Jake put a hand up to his swollen eye. “I wanted to keep him from getting out of the park,” he said. “That’s all.”
“Did he know you were chasing him?” Winston asked.
Jake laughed, a brief and bewildered sound. “I guess he did! The guy was like an animal that escaped from the zoo. If he couldn’t go around a group of people, he’d crash right through them. The guy was
scary.

Mal shook his head in amazement. “I would have just stopped and waved good-bye to him.” He demonstrated this, waving his arm vigorously. “Good-bye, crazy, scary, cheating person! Don’t come back!”
“That would have been a very good idea,” Mr. Garvey said.
“Maybe I should have,” Jake said. “I really thought we had to stop him. I knew I wasn’t going to beat him up or anything like that, but I was hoping I could knock him down or something.”
“What would that have accomplished, Jake?” Mr. Garvey asked, shaking his head.
“If I stopped him, even for thirty seconds, I thought maybe a security guard would step in and grab him.”
“He was so much bigger than you,” Winston said.
Jake told them his idea was to slam his body into the guy, so that they both fell to the ground. “When I caught up to him, though, I tried this football-style tackle. I got my arms around him.” He demonstrated, extending his arms out wide as if to deliver a bear hug to an actual bear. Winston was amazed at Jake’s nonchalant bravery. There was no way Winston could have done any of this. He would have done exactly what Mal suggested: wave good-bye.
“That’s when the guy smacked me,” Jake said. “I thought I was going to fall—I
did
fall, but not before our legs all got tangled up together. I tripped and hit the sidewalk. But the cheater went
flying.
” Jake smiled at the memory. “His whole body was up in the air for a moment. It’s too bad he was facing away from me—I would have loved to have seen his face. He landed on the ground, and he lost the bag he was carrying.”
“Is this it?” Winston asked, pointing to the white plastic bag Jake was carrying. “You stole his bag?”
“No. I mean, I
wanted
to steal his bag. He had a shoulder bag, and he dropped it when he fell. I tried to grab it, but he got there first and smacked me again.” He added in a low voice, “That really hurt.” He put a hand up to his face. “Then he ran off,” he concluded.
Mal said, “Man, if we see this guy again, I am totally going to . . . stick my tongue out at him. And then run away.”
Jake told them that for a moment he could only lie there, sick with pain. “Then Mr. Garvey showed up. He helped me get on my feet.”
“How long did you strangle him?” Mal asked Mr. Garvey.
Jake said, “You know, I didn’t even get yelled at, now that I think about it.”
“You were lying in a heap on the ground,” Mr. Garvey said, a bit defensively. “Ebenezer Scrooge wouldn’t have yelled at you.”

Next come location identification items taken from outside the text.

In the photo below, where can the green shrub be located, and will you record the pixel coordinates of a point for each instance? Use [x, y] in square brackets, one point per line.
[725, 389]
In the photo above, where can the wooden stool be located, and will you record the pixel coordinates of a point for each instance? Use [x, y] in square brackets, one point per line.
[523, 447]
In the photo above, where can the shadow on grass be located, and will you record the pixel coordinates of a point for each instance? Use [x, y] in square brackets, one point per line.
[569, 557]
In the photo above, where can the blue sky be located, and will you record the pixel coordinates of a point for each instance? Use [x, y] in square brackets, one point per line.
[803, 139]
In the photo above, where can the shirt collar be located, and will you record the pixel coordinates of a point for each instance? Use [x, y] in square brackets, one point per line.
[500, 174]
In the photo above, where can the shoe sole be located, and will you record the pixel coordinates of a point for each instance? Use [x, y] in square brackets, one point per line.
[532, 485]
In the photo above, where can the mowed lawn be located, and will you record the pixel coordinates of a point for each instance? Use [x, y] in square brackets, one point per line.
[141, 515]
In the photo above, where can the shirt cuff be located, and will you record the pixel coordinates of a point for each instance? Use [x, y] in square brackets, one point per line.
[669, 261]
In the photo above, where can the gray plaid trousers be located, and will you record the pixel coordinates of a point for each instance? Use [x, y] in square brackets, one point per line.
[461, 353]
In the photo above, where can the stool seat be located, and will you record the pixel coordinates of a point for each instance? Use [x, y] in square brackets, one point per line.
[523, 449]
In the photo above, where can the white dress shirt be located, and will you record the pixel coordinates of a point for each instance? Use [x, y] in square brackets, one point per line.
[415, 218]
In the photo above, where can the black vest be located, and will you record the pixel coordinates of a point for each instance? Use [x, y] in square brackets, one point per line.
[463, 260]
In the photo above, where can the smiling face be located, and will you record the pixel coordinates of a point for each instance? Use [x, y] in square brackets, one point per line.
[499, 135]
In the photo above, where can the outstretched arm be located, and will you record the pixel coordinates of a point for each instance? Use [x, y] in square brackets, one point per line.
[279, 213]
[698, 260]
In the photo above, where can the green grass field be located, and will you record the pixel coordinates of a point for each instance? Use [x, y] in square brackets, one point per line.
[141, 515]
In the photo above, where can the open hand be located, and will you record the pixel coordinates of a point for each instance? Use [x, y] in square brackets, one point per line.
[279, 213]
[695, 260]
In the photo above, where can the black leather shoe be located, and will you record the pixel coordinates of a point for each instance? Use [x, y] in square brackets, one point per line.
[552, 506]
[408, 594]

“That must be the secret,” Mal said. “Next time I forget to do my science homework, I’ll throw myself down the stairs before I go to class. That way I won’t get in trouble.”
“Good plan,” Winston said.
“Anyway,” Jake said. “We didn’t get the cheater’s bag, but some stuff spilled out of it.”
Winston said, “You got some of the cheater’s things? Really? What did you get?”
Jake handed the plastic bag to Winston. “Take a look,” he said.
They stopped walking for a moment. Winston opened the bag, and he and Mal peered in.
Winston pulled out a glass bottle. He thought at first the cheater had filled it with beads or rocks. Then he realized what he was looking at: The bottle had been filled to the neck with glass shards from other broken bottles. The world’s most terrible soft drink. This was how the cheater delivered flat tires with such ease.
Mal dug around some more in the bag. He removed a small coil of twine and another string of firecrackers. Most oddly, he took out a set of mousetraps, still shrink-wrapped in their original packaging. “What was this guy going to do with a bunch of
mousetraps
?” Mal said, dumbstruck.
“There’s more,” Jake said. “Look at the memo pad.”
“Memo pad?” Mal asked. “What was he going to do, give us all paper cuts?”
“Just look,” Jake said.
Something in Jake’s tone made Winston dimly alarmed. He reached into the plastic bag and found a perfectly ordinary memo pad. He flipped through the pages, many of which were crumpled and mussed. He didn’t find anything exciting. “Carburetor from Mack” read one note. One page had strings of meaningless numbers, and there were doodles all over. Winston looked up at Jake questioningly.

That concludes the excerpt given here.